Tetap saja beliau berjalan seperti biasa dan orang itu senantiasa melakukan pekerjaannya; mengumpat, mengejek dan menghina beliau. Hal itu terjadi terus menerus tanpa henti.
Hingga pada satu hari, ketika beliau lewat, ia tidak lagi mendengar suara orang tersebut. Hal itu membuat Rasul heran. Ia pun berpikir, barangkali orang tersebut sedang ada keperluan lain.
Di hari berikutnya, kembali Rasul berjalan ke sana dan beliau tidak lagi mendapati suara makian yang kerap beliau dengar. Beliau merasa agak aneh, lalu meminta kepada para sahabat untuk menjenguk orang tersebut. Beliau khawatir orang tersebut sakit atau apalah.
Lalu, berangkatlah sahabat untuk menemui orang tersebut. Sebelumnya mereka heran, Lha wong orang yang kerap menghina beliau kok ya malah disuruh mengunjungi toh. Sesampainya sampai, mereka mendapati bahwa orang tersebut sedang sakit. Mereka pun kembali dan melaporkan apa yang dilihat.

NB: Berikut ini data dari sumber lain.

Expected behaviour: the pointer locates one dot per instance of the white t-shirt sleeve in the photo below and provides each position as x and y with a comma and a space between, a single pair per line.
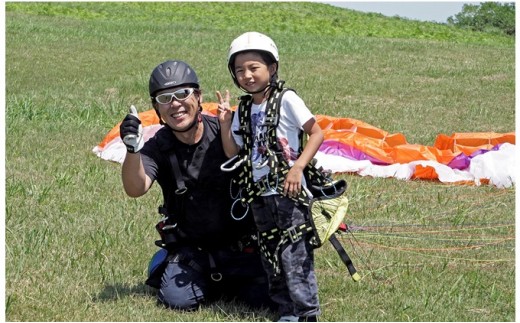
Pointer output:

Singkat cerita, Rasulululah lalu mengunjungi orang tersebut. Setelah sampai, beliau masuk rumah dan langsung melihat sesosok tubuh tak berdaya terbaring. Dipegang tangan orang itu dengan tulus dan didoakan.
Orang itu pun bangun dan terkaget karena sekarang orang yang kerap ia hina dan ia maki selama ini sudah berada di depannya. Duduk dan memegang tangannya dengan penuh kasih sayang, tampak tiada dendam sedikit pun.
Ia menangis, lalu berusaha untuk sujud di kaki Rasul, tapi ditahan. Beliau hanya tersenyum. Lalu berkata: “Ya Muhammad, aku telah menghinamu, membencimu dengan segenap hatiku. Tapi kau berlaku begini kepadaku. Sedangkan orang-orang terdekatku saja tak ada satupun yang menjengukku. Tapi Engkau…”
Ia pun sesenggukan. Rasululllah tersenyum dan mendoakan kembali orang itu.
“Sungguh mulia hatimu. Hari ini aku bersaksi bahwa tiada Tuhan selain Allah dan Engkau (Muhammad) adalah utusan-Nya,” tuturnya seraya memegang tangan Rasul.